The building has two wings: one contains the meeting and dining rooms and the service area, the other houses the private quarters. Each wing has its own orientation towards the garden. Both wings are connected by a winter garden. This space offers a permanent representation of nature (and proof of the Dutch ability to keep that nature under a glass roof), shielded from the extremes of the Beijing climate.
A large entry gives access to the official part of the building, with a direct view through the building into the garden. It is possible, however, to receive guests in the official wing without revealing the rest of the house. Ample room is given to the ritual of welcoming guests, collecting coats, presenting the guestbook, etcetera. From the entrance hall, a large reception room facing east, a small and intimate ‘salon’ and a large dining room can be reached.
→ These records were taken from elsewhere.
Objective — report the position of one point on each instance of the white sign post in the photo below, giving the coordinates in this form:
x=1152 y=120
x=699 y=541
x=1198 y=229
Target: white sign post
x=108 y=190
The large cantilevered roof protects the interior from direct sunshine in the hot season, and provides a dry terrace in case of rainfall.
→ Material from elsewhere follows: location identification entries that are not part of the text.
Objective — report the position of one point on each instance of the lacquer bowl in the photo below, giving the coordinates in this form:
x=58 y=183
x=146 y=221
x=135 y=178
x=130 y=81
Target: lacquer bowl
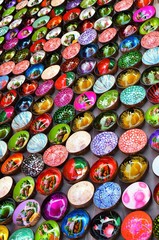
x=21 y=121
x=131 y=118
x=108 y=100
x=41 y=124
x=105 y=121
x=151 y=116
x=150 y=76
x=59 y=133
x=64 y=114
x=49 y=181
x=133 y=168
x=83 y=83
x=82 y=121
x=128 y=77
x=18 y=141
x=104 y=84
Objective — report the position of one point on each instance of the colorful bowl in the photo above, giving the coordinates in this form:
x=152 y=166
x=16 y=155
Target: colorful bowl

In the private wing the kitchen and the main room are the central spaces in a linear plan. The three bedrooms are situated at the far end for maximum privacy. On special occasions, the ambassador can take a guest through the winter garden to his study/library in the private wing.
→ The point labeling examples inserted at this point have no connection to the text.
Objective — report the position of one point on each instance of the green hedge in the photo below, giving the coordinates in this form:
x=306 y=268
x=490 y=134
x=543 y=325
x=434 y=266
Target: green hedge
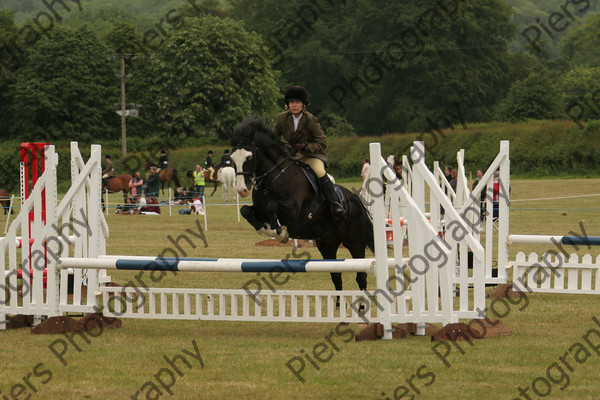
x=537 y=148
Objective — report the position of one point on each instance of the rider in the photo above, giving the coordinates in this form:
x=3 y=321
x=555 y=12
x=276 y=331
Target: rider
x=163 y=161
x=199 y=183
x=304 y=134
x=108 y=171
x=208 y=165
x=226 y=159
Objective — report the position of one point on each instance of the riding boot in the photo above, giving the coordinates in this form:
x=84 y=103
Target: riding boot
x=331 y=197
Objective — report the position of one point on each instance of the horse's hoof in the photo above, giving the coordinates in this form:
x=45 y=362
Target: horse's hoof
x=284 y=236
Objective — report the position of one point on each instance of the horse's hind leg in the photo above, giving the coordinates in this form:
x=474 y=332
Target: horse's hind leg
x=329 y=252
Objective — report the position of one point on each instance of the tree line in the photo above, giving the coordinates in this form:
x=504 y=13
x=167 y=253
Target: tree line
x=371 y=68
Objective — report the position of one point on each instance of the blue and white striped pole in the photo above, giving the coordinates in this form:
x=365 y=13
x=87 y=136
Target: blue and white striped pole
x=219 y=264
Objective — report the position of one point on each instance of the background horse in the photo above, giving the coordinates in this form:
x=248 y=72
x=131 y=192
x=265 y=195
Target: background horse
x=5 y=201
x=283 y=197
x=227 y=179
x=119 y=183
x=215 y=179
x=166 y=175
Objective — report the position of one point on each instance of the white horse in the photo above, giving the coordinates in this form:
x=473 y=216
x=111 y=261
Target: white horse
x=227 y=179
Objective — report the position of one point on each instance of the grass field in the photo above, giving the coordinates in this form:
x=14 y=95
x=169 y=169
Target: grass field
x=248 y=360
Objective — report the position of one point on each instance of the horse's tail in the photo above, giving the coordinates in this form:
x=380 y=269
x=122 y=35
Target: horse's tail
x=175 y=178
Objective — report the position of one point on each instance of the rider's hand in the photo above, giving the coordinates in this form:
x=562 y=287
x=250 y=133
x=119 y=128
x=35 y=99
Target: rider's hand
x=299 y=146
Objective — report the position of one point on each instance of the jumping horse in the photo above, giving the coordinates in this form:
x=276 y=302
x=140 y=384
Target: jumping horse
x=283 y=198
x=166 y=175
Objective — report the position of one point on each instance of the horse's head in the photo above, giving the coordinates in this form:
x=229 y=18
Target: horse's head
x=255 y=150
x=242 y=153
The main expression of the house is dominated by an elongated wall that stretches beyond the building itself. The wall is made of horizontal strips of natural stone of different dimensions, and has strips of lighting integrated into it. The entry is shielded by a large pane of glass. The garden elevation consists of structural glazing and specially designed, solitary sliding doors. The private wing is enclosed by a stone wall. On the west side the rooms open up towards the private garden. Louvers provide sun-shielding and privacy. The horizontal articulation enhances the sense of spaciousness, and counters the verticality of the trees.
The garden is a crucial part of the design. In Beijing, the garden needs to survive visually during the cold, dry winter, while providing a place of tranquillity in other seasons. In contrast to the geometric design of the house, the garden is a ‘dry river’ made up of several layers of materials: grass, gravel, boulders and concrete with different aggregates, perforated by flower beds, trees, bamboo and green bushes. The existing trees were welcomed as valuable assets and have been integrated into the garden. Most plots in the second diplomatic district have a 2-metre-high perimeter wall. Instead, we aimed to make the house welcoming, open and expressive – as aspects of presentation. Therefore the wall is broken up on two sides and replaced by a fence with minimal visual impact.
In the middle of the driveway there is an island of trees, with a work of Sjoerd Buisman: the trees are decorated with ‘clones’ of aluminium branches, called ‘presents to the trees’. At night the dark granite wall reveals strokes of colour. Both the entry and the winter garden emanate light, welcoming the visitors.
The Beijing residence has taught us to review our ‘tools’, to achieve in a different context the same architectural aims: transparency, counter-gravity, expression of materials, silence.